Bruh: an Ode to Middle School Parents
By Susan Johnson, Director of Middle School

If you’re currently living with a middle schooler, you may have noticed that the child who once popped out of bed at 6:00 a.m. eager to get to school now requires three alarms, a pep talk, and what feels like a formal negotiation. After school, instead of an enthusiastic detailed recap of every moment, you’re greeted with “fine,” “bruh!,” or a dramatic sigh that suggests the day was both exhausting and classified.

The carefree days of lower school have been replaced with heavier homework, semester exams, and slang that requires subtitles. If your home has shifted from a cheerful Disney storyline to something closer to a reality survival show, take a deep breath—you haven’t lost your parenting touch, and they haven’t lost their minds. You’ve simply entered the middle school years.

The truth is, middle school is supposed to feel like a bit of a grind. It’s messy. It’s uncomfortable. It’s rarely graceful. In fact, it’s downright awkward. But that friction your child is experiencing? That’s a sign of growth.

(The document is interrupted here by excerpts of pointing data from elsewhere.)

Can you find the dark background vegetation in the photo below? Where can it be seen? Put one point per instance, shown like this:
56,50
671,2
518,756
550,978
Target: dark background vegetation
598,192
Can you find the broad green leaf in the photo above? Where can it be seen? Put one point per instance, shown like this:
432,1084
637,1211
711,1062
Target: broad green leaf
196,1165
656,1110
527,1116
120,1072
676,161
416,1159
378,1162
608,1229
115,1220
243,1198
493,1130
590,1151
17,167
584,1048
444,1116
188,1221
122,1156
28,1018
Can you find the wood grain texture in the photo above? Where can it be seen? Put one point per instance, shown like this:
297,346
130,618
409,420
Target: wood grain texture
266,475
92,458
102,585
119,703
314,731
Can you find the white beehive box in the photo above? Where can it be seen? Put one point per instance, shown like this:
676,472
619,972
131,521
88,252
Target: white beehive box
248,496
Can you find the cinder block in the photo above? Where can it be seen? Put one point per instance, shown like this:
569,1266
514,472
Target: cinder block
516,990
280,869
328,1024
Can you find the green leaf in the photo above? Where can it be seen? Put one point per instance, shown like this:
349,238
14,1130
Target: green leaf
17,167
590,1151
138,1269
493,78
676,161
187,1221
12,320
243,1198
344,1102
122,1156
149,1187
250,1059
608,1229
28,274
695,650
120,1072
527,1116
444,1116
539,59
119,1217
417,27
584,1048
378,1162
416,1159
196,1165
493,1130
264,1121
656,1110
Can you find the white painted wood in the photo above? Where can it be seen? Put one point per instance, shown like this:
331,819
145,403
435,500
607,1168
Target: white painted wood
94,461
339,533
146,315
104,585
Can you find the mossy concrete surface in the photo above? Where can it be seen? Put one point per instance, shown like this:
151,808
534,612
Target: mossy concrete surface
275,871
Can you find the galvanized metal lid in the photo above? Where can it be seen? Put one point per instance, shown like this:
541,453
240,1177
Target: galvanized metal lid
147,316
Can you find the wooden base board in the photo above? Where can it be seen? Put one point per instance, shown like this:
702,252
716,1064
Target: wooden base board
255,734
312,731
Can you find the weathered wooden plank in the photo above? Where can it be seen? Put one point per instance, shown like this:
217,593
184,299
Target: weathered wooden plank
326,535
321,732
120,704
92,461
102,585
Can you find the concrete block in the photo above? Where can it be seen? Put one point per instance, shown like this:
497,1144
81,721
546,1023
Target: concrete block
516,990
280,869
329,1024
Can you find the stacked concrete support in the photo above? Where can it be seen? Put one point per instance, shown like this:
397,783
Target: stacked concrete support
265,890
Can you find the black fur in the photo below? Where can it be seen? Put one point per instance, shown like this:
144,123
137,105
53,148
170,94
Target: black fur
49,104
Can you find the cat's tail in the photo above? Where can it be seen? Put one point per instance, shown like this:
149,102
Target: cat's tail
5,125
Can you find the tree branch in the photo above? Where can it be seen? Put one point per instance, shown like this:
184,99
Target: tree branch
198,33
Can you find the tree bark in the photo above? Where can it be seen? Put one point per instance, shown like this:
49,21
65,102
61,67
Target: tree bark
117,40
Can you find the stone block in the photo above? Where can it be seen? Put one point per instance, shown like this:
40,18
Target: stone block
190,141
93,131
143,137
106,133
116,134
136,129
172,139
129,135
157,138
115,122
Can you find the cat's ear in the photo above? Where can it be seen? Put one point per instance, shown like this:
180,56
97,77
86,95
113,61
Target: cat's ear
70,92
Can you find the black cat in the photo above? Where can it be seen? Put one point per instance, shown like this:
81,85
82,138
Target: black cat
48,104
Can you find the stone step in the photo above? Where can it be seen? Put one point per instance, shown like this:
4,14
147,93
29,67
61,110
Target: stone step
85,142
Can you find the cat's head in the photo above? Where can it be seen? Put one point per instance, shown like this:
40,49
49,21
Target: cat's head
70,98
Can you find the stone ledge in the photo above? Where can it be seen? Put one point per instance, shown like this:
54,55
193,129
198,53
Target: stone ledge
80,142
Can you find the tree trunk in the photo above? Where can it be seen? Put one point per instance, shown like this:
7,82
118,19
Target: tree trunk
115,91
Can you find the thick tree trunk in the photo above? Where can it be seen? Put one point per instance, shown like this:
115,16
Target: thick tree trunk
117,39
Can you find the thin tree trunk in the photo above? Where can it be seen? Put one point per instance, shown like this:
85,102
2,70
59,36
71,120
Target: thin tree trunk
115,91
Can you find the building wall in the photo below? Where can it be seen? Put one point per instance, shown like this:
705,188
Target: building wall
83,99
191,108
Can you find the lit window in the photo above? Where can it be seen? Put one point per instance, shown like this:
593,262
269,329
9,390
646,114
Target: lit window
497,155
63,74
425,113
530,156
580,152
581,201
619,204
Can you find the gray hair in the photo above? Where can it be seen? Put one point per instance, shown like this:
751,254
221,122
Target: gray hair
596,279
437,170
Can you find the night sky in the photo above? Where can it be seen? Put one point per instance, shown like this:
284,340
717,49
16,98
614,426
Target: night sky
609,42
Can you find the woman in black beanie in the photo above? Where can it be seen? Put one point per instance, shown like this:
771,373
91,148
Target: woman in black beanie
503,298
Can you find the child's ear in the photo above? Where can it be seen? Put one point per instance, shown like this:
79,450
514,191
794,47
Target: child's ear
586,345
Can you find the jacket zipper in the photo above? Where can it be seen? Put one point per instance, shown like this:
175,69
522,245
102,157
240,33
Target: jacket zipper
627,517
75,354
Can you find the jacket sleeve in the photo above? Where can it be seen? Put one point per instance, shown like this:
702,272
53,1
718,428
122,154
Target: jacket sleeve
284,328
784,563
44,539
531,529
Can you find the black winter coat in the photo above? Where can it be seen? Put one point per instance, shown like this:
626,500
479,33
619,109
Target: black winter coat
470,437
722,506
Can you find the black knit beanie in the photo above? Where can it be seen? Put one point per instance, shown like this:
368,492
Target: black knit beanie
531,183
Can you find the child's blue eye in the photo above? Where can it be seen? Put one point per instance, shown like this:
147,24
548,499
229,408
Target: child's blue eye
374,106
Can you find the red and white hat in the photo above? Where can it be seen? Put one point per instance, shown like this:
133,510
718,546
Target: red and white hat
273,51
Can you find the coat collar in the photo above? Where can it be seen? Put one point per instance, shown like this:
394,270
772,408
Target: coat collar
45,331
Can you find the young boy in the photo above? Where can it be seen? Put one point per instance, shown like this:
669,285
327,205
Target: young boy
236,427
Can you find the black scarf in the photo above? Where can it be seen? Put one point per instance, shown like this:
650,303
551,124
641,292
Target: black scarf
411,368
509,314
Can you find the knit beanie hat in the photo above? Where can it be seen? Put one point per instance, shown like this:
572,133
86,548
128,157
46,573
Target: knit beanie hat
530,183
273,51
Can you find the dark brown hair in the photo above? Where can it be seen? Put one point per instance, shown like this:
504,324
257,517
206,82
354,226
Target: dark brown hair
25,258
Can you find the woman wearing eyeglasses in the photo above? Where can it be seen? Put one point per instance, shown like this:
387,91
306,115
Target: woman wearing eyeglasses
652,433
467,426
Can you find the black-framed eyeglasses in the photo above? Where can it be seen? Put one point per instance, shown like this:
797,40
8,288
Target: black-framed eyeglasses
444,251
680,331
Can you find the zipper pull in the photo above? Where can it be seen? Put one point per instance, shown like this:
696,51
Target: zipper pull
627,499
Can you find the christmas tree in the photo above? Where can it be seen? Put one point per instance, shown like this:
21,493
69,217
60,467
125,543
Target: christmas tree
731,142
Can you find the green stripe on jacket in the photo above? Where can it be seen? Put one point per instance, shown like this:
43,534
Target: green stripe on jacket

This is one of the most intense developmental phases that humans face—cognitively, emotionally, and socially. Students suddenly become hyper-aware of where they fit in. Many are convinced everyone else has life perfectly curated while they alone missed the memo. It’s uncomfortable to watch as a parent, but that discomfort serves a powerful purpose. It’s preparing them for high school and for life beyond it.

Complexity breeds competence in these years. Moving from one homeroom teacher to six academic teachers requires a significant leap in executive functioning. Students must juggle different expectations, teaching styles, deadlines, and academic demands—often while trying to remember where they put their Stanley water bottle. Add in the daily navigation of friendships and the ever-changing “cool” factor, and it’s no wonder they’re tired.

Independence is a muscle. When they push boundaries, question every rule, or insist they “already know,” they are practicing for the day they’ll navigate the world without parents. It’s developmentally appropriate, even if it makes morning carpool overly stressful.

As parents, it can be hard. We’re wired to protect and to fix. But middle school is part of the long game of development. If it feels difficult, it’s because they’re learning new skills. Growth and comfort rarely coexist. While it’s tempting to rescue every forgotten assignment or smooth over every social bump, allowing them to manage challenges now lets them feel responsibility while the stakes are still relatively low and the safety net of home is firmly in place. 

Remember, they push boundaries to see if those boundaries hold. Your steady presence is their anchor, even when they act like they’d rather be anywhere else. Middle school is messy, moody, and often exhausting. But every hard day they navigate and every packed schedule they manage is building the toolkit they’ll need for the future.

Stay strong, parents. You’ve got this.